Some of the afternoon sessions also stood out. Dr. Ian Goldberg of Zero Knowledge Systems gave an extremely technical talk on his successful cryptanalysis (i.e., cracking-wide-open) of the Wired Equivalent Privacy standard, used by wireless networking devices to provide security that is allegedly equivalent to cabled technologies. Descriptions of proofs and formulas that shattered WEP's integrity were interspersed with gleeful exclamations of "The attacker succeeds!", making for a convincing and humorous presentation.

Walter Gary Sharp, a geek-lawyer, held forth on the Legal Implications of Network Defense. Darth Elmo came away from this with the distinct impression that, at least in a general sense, the legal profession is starting to get a clue about how to deal with computer crime. Most of Sharp's examples alluded to non-electronic precedents, and one of Darth's pet rants for the last decade or so has been that cyberspace isn't really that different from meatspace. (Ask anybody who does this stuff for a living: the more of our real-world experience and common sense we apply to the electronic world, the better the whole thing works.)

Jericho gave an extremely iconoclastic and entertaining talk on why his Attrition group had stopped operating their mirror-site of defaced web pages, including a detailed background and history of the mirror.

Defacement mirrors are problematic on the one hand because they tend to glorify hacks whose sole point is macho posturing. (Something like, "Gr33tz to my kr3w! This sysadmin is so lame I hax0r3d his site in like 5 min. bekase he had his C: drive shaired hah hah hah!," etc. If only they all could be as S00p3r 3l33+ as Darth Elmo!).

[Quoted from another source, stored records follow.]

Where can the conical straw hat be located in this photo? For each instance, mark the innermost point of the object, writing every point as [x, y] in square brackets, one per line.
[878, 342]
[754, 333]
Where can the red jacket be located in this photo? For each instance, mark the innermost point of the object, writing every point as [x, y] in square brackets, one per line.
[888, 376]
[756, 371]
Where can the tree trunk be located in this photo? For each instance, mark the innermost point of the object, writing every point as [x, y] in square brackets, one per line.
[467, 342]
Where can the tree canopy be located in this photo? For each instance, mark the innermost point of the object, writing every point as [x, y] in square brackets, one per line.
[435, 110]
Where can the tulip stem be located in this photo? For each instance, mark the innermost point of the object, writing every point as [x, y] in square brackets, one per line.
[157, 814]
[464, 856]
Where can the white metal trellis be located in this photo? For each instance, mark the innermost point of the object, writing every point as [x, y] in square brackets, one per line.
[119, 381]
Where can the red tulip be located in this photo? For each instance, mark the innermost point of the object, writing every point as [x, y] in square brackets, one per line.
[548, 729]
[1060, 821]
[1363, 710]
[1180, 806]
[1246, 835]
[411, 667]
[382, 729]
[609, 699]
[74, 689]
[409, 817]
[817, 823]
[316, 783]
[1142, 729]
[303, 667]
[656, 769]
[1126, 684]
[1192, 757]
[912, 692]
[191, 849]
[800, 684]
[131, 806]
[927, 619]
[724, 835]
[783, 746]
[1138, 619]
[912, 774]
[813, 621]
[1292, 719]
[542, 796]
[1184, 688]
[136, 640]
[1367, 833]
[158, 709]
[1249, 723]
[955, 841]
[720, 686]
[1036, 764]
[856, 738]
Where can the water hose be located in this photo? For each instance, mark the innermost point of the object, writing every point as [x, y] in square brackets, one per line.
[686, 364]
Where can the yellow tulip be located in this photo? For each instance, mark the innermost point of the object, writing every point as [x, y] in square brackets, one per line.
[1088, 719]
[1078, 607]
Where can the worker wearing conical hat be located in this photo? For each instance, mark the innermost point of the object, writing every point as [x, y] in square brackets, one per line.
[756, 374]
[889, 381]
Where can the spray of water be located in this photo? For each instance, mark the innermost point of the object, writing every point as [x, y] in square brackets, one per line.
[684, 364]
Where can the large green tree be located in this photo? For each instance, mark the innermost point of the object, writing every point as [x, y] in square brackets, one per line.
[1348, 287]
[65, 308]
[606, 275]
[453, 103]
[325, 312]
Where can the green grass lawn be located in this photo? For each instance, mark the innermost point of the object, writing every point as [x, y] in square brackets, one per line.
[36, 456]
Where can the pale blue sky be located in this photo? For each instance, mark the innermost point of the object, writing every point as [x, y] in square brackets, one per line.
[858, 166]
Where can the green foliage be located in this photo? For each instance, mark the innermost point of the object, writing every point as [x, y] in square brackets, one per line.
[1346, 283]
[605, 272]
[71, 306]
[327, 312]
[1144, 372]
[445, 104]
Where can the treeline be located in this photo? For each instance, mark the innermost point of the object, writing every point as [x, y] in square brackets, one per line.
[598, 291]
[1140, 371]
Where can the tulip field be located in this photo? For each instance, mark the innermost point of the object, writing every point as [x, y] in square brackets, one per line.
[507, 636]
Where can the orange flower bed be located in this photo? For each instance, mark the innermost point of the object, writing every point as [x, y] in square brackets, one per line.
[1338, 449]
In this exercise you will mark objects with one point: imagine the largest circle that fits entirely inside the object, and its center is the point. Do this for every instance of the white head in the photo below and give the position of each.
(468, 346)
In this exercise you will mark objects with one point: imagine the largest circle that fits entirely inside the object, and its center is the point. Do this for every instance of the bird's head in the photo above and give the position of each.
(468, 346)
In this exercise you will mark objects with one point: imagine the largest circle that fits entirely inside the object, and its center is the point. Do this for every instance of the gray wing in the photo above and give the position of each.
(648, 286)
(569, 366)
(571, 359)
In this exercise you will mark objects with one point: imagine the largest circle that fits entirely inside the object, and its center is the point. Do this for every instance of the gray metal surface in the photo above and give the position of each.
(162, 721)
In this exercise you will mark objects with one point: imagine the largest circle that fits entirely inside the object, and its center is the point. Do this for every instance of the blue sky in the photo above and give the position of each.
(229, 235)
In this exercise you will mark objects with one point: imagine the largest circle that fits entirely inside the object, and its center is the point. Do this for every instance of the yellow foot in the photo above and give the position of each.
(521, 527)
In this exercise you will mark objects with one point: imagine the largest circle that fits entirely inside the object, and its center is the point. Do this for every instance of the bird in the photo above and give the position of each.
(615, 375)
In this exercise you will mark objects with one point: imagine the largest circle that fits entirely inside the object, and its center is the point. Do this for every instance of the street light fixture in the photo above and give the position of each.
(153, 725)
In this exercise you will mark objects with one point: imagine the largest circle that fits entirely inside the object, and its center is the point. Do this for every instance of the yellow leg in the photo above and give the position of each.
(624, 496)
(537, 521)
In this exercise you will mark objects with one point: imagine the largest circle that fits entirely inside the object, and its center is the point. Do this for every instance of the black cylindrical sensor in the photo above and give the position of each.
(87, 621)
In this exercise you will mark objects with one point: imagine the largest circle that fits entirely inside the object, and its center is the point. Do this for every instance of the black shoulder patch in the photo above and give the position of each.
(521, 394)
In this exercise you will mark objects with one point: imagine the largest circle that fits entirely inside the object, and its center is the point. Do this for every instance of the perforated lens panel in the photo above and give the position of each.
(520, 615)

In fact, it's not uncommon for particularly self-esteem-impaired script-kiddies to register a domain-name, set up a phony web site, and then deface it themselves just for the honor of being mirrored.

On the other hand, mirrors also help security administrators and ordinary users alike see tangible results of bad security practices; in that respect they provide a sort of web-security barometer.

The last session our intrepid correspondent attended was an outstanding two-hour talk by the Honeynet Project, led by Lance Spitzner. If you're not familiar with him, Lance is the prolific author of useful hardening-procedures and white papers (his Solaris Hardening paper is required reading for Sun geeks), and a very personable guy besides.

Actually, the Honeynet show resembled a rap performance more than a seminar per se, as it featured a large number of Honeynet team-members (including Jay Beale, Fred Heidt and Marty Roesch), who alternated with Lance in relating the Honeynet story. And a compelling story it is.

A honeypot is a system deliberately left unsecured, usually in order to distract attackers' time and energy from one's "real" (important) systems; a honeynet is a whole network used for this purpose. The Honeynet Project's goal is to amass as much data and intelligence on current hacking/intrusion techniques as possible.

Darth Elmo's furry lil' opinion is that standalone honeypots are generally a waste of time for system administrators interested in protecting crucial systems. Such people should instead concentrate on securing those crucial systems, monitoring their logs, keeping their software and OSes up-to-date, etc.

But as a research project he finds the Honeynet Project fascinating. It seems to Darth that Lance et. al. are providing the Internet community with an immediately useful body of data that will help greatly in the construction of sane and reality-based threat models (i.e., in helping us identify real vs. unlikely threats to system/network security).